Dmytro Zhosan, associate professor of Business and Economics at Ripon College, and co-author Roy Gardner (late Professor of Economics at Indiana University), examine different factors that can help avoid tragedy of the commons in a new article published in Environment and Development Economics.
In the article, “Problems of the commons: group behavior, cooperation and sanctioning in a two harbor experiment,” Zhosan and Gardner analyze individual and group behavior in an experimental commons featuring undergraduate students and professionals working in the Maine lobster and groundfish industries.
Different factors that can help avoid the tragedy of the commons are studied in four experimental settings: separation of a larger commons into smaller commons (two harbors), knowledge/experience available to appropriators, communication within appropriator groups and the possibility of formal and informal sanctioning of group members.
The authors find that group size, communication, geographic separation and subjects’ ability to solve the coordination game caused by this separation all contribute to appropriation efficiency on the commons, or the alignment of personal gains with social contributions.
The results of this paper were used in writing a chapter included in the book, “Analyzing Global Environmental Issues: Theoretical and Experimental Applications and their Policy Implications” (Abingdon, UK: Routledge, edited by Ariel Dinar and Amnon Rapoport, 2013). The chapter provides arguments in support of the importance of co-management between governments and appropriators as one of the tools in avoiding the tragedy of the commons. The book is expected to be published within the next couple of months.

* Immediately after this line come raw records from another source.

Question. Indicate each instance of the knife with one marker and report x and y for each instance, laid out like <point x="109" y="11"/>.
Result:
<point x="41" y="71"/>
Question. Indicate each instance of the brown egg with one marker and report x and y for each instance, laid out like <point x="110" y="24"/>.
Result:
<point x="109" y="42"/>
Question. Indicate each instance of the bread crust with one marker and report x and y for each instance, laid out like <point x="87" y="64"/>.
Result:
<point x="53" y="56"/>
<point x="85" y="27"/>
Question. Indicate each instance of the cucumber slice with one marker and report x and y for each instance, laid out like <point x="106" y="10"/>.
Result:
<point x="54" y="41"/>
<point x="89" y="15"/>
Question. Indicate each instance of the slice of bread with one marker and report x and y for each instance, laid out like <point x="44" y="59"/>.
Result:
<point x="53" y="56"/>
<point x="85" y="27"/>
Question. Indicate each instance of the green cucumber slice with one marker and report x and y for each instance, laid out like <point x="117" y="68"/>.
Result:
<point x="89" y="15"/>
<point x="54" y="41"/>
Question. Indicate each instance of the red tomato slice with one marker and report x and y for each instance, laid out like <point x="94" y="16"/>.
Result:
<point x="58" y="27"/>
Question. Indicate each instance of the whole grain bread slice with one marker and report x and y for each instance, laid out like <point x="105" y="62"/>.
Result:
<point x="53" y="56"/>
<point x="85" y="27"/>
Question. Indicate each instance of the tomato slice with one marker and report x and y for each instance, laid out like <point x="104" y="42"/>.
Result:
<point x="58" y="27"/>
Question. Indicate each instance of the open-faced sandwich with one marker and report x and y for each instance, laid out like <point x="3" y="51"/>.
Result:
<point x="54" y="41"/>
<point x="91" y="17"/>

The tragedy of the commons has been a social dilemma studied by academicians across a variety of fields. The term was first coined in a 1968 Science journal article penned by ecologist Garrett Hardin who defined it as “the depletion of a shared resource by individuals, acting independently and rationally according to each one’s self-interest, despite their understanding that depleting the common resource is contrary to the group’s long-term best interests.”